The resulting data set still is probably too large, because SWISH-E doesn't concern itself with filtering out words like “and”, “this” and other common English words. Two Perl programs can be used to filter the result, occurrences.pl and filter.pl. occurrences.pl creates a list of keywords and determines the number of times they occur in an index:
$ occurrences.pl mystuff.xml | sort -n -k 2 \ > mystuff.keys
This file has a keyword on each line followed by the number of occurrences:
$ tail mystuff.keys you 134910 for 138811 i 149471 in 168657 is 179815 of 252424 and 273283 a 299319 to 349069 the 646262
At this point, the mind-numbing task of creating a keyword exclusion file is performed. Edit the key file and leave in all the words that should be excluded from the final index. Even better than creating your own file, get a copy of the 300 most common words in English from ZingMan at www.zingman.com/commonWords.html.
Next, run the filter. The Perl script filter.pl included in this package filters a result set. It currently is set to exclude any single-character index keys (except the letter C), any key that starts with two numeric digits (so things like 3com and 0xe3 are okay) and anything in the specified exclusion file:
$ filter.pl mystuff.xml mystuff.keys > \ mystuff-filtered.xml
This step takes quite a bit of time. Make sure the final size of the file falls within the limits of the space available. The final index should be about 75% of the size of the filtered index. If it's too big, whittle it down to size with a longer keyword exclusion file.

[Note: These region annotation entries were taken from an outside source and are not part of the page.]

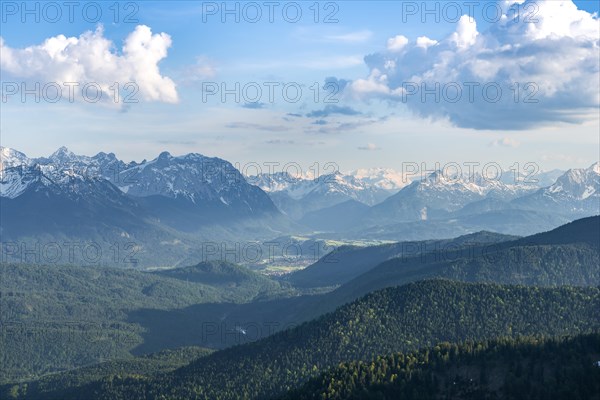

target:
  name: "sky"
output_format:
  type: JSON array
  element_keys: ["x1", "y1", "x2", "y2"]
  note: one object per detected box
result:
[{"x1": 0, "y1": 0, "x2": 600, "y2": 172}]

The second big step is creating the index itself. A script is provided to break this index down into a set of B-tree XML files:
$ mkindex.pl mystuff-filtered.xml 25 blocksize: 20 keycount: 101958 depth: 4 blockcount: 5098 maximum keys: 194480 fill ratio: 0.524259563965446 bottom fill: 92698 Working: 11%
Parameters are the next thing to consider. The blockcount states how many B-tree blocks need to be created. Each block creates one key nodes file and one data nodes file, and one directory. If the total number of files and directories is too high, increase the blocksize until it fits. The depth shows the number of levels in the tree. If the blocksize gets too large, search times slow down, so bottom fill is how it is kept balanced. Once that number of keys is put in the bottom row, the bottom row is closed to further node creation, thus creating a balanced tree.
Many improvements to jsFind are possible, and they'll come as it is used by open-source users. Such features as having an image archive search with thumbnails, multipage result sets and stronger browser compatibility checks all are possible using this code as a springboard.
The 2002 LJ Archive CD-ROM contains the jsFind search engine. If you're a developer of CD-ROM content, please consider using jsFind over solutions with proprietary OSes. Doing so will be cheaper and will connect you with a larger potential user base. As an end user, I hope to be delivered from having to install a program and dual-boot simply to search content on a CD-ROM. Other innovative uses for the software might be possible as well, so consider it to be one more tool in the open-source toolbox.